Report from the chairs

We are happy to report the conclusion of the artifact evaluation (AE) process for papers accepted at SOSP 2019. Here, we share our experiences in organizing the first such effort at SOSP, and ruminate on key takeaways. Our hope is that this effort serves as a catalyst in making artifact evaluation more common at systems conferences.


Preamble: As this was the inaugural year, AE was voluntary for all the accepted papers. However, we were encouraged to see that 23 of the 38 (= 61%) applied to go through the evaluation. Next, to form the artifact evaluation committee (AEC), we reached out to the broader systems community via Twitter and Slack (systems-research). This helped us bring together a team of 42 early-career researchers and graduate students, who volunteered to read the papers and undertake the evaluation. Finally, in terms of artifact badges to be awarded, we gleaned over recommendations from the ACM and the PL community, and decided on three badges that made sense for systems research.

Evaluation: We designed the evaluation process to be single-blind (i.e., identity of the evaluators was not revealed to the authors). Every artifact was evaluated by at least two members of the AEC. Unlike the paper review process, we advised the AEC members to work with the authors to help them achieve the badges they sought. This required a significant amount of communication between the evaluators and authors as well as accepting several revisions of artifacts and instructions. Due to the single-blind nature of the process, communications were via HotCRP comments. Average length of communications including reviews and comments was 3456 words per paper.

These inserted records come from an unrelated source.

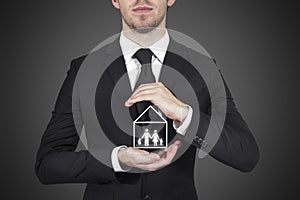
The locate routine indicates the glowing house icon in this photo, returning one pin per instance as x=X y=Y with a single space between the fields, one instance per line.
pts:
x=150 y=134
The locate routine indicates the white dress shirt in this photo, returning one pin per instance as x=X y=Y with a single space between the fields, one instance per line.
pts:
x=159 y=49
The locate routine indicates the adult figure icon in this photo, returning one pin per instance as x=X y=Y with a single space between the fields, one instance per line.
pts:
x=146 y=136
x=155 y=138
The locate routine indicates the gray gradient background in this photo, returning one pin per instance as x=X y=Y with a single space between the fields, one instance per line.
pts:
x=254 y=43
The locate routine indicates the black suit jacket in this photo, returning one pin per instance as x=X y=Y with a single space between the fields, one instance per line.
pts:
x=57 y=161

The whole process starting from authors registering their artifacts, to evaluators familiarizing themselves with the underlying research papers, to verifying the artifact functionality, to reproducing the results, to writing the reviews, and to awarding the badges was completed in the span of 28 days.

Results of AE: Here we highlight the key outcomes from AE. For a more detailed view, check here.

Key Takeaways

1. AE made the papers better. This manifested at two levels. The requirements of the badges meant that the artifacts are not only publicly available but also verified to be functional and usable. So, for the first time, a number of SOSP papers will release artifacts that have been externally validated. The second aspect is about the accuracy of results. For instance, when AEC members identified a performance mismatch, the authors worked with them to root cause it to usage of older versions of external dependencies (TensorFlow). In response, the authors revised the numbers in their camera ready paper.

2. Specialized hardware is not a hindrance for AE. Our effort dispels the conventional wisdom that projects involving custom hardware or expansive clusters cannot be evaluated. We observed that in such cases, the authors allowed AEC members to access their resources (via ssh) to perform evaluations. This was the case for 6 (out of 23) evaluations.

3. Interest in AE is not limited to academic projects. Nearly 40% of the submitted artifacts either originated from industry, or had industrial collaborators. Half the industry papers got all three badges. Even when business concerns did not allow open-sourcing the artifacts, the authors were happy to let AEC members access artifacts privately.

4. AE should be alloted ample time and resources. This SOSP AE was conceived after the paper submission deadline had passed. As a result, we had to make it voluntary, and limit its applicability to only accepted papers. We anticipate that integrating the call for AE with the call for papers should allow much broader participation. Also, allocating dedicated hardware resources (or cloud credits) would free AEC members from the burdens of scouting for resources on their own.